Mine have a 'crate' cage that is theirs and it gives them security and breathing space should they need it. They are free to enter/exit at will. They are introduced to the cage as a puppy.


----------



## clairebear1984 (Dec 13, 2009)

miss_ferret said:


> :gasp: that said i know of one dog who tried to eat a can of expandable gap filler. to each their own :lol2:


bles him, got back and it must being out other dog who knock it of table as hes a deerhound and jack was a puppy then. had to ring vets and i had to carefully removed dried up glue of his whiskers lol


----------



## Daisyy (Jan 15, 2010)

clairebear1984 said:


> bles him, got back and it must being out other dog who knock it of table as hes a deerhound and jack was a puppy then. had to ring vets and i had to carefully removed dried up glue of his whiskers lol





miss_ferret said:


> :gasp: that said i know of one dog who tried to eat a can of expandable gap filler. to each their own :lol2:


LOL! awwwwwww! i'll have to keep the expandable gap filler and super glue away! :lol2:


----------



## Shell195 (May 31, 2007)

izzey said:


> Oh Bloodhounds are lovely we have 3. The time you say should be fine although *sometimes bloodhounds and crates do not work they will howl non stop as soon as they are put in one*


 


I was going by this post:whistling2:


----------



## Daisyy (Jan 15, 2010)

izzey said:


> Oh Bloodhounds are lovely we have 3. The time you say should be fine although *sometimes* bloodhounds and crates do not work they will howl non stop as soon as they are put in one





Shell195 said:


> I was going by this post:whistling2:


she says sometimes xD


----------



## girlsnotgray (Dec 28, 2009)

Daisyy said:


> she says sometimes xD


 
you dont seem to be getting the point here. Your getting a breed that was bred to work and run and you want to keep it in a crate and left alone for hours. Mabey it wont chew the place but its still unfair on the dog - just because it gets used to it doesnt mean it wouldnt be happier with more space/attention and exercise. Personally i dont think youve researched the breed enough, like the millions who s:censor:w up collies/hounds and other high energy breeds because they cant give them the lifestyle they NEED and DESERVE. This is why so many adolesent dogs end up in pounds.


----------



## Daisyy (Jan 15, 2010)

i've researched the breed a lot actually. people have to have jobs to be able to pay for dogs.. 4 hours 3 times a week isnt much, calm down.


----------



## girlsnotgray (Dec 28, 2009)

Daisyy said:


> i've researched the breed a lot actually. people have to have jobs to be able to pay for dogs.. 4 hours 3 times a week isnt much, calm down.

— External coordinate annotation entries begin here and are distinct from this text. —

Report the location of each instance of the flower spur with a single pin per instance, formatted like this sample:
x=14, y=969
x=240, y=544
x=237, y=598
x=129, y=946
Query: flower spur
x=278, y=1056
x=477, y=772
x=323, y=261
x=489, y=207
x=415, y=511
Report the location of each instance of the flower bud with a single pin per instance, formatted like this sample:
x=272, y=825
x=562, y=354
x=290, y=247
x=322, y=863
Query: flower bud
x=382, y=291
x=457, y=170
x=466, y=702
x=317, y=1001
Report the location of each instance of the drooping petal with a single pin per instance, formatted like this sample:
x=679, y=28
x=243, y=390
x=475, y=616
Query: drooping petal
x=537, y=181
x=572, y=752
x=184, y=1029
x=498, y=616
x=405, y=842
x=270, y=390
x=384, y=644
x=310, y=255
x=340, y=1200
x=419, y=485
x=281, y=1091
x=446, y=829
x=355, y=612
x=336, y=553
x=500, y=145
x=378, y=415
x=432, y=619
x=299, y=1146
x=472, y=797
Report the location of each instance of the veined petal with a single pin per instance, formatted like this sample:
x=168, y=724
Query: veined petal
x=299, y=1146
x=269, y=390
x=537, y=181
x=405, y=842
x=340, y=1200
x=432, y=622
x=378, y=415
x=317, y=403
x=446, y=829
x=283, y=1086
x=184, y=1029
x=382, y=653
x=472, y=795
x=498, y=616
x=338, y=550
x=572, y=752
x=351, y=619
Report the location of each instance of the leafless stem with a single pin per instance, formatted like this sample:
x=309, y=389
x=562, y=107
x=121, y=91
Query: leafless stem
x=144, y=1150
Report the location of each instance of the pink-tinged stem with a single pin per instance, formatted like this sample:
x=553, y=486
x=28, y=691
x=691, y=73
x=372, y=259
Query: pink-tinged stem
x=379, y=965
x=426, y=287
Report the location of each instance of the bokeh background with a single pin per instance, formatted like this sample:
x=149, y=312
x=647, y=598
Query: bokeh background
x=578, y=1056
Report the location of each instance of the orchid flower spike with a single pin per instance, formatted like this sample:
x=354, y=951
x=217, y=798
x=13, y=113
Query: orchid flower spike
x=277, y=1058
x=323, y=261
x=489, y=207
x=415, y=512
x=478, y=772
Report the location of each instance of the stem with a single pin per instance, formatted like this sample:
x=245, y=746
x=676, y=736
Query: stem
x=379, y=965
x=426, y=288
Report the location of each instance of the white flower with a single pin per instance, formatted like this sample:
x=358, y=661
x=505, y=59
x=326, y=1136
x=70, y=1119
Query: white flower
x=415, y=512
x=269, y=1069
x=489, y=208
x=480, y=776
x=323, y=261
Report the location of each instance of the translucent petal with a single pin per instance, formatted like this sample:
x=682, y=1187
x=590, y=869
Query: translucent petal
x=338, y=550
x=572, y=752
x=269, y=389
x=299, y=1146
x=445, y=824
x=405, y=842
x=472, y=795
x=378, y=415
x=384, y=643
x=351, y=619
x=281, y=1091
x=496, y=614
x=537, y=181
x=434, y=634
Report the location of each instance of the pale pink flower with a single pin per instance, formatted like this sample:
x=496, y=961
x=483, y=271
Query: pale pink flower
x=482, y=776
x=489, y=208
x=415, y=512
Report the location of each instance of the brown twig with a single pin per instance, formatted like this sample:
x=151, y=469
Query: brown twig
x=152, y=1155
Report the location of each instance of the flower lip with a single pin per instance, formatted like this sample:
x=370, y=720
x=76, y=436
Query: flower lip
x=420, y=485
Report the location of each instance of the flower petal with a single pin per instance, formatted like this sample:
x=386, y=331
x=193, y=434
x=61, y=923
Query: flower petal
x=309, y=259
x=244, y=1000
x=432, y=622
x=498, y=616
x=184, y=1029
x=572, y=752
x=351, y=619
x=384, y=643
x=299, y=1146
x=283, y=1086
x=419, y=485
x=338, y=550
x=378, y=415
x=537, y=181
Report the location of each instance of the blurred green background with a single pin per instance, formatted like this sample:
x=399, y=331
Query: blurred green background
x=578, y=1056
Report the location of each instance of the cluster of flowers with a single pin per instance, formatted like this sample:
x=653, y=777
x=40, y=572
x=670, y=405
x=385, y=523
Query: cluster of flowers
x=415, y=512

It doesnt mean you have to lock him in a cage though does it? Would you like to be trapped on your bed for that long? Why couldnt you at least give the puppy a whole room? Might be more mess to clean up but at least it would have a bit more freedom and can run around and play with its toys. Id be very suprised if any responsible bloodhound breeder would sell a puppy knowing its going to be kept confined for so long.


----------



## fenwoman (Apr 15, 2008)

Daisyy said:


> i know someone that has a bloodhound and uses a crate, has used one since it was a puppy. i was just wondering if it would be fair on the dog, but thats proof they CAN be fine in crates, i havnt asked advice on the dog breed? we'll be fine with a bloodhound. its stupid to say basically anyone with a bloodhound cant work xD because you'd have to leave it alone to work.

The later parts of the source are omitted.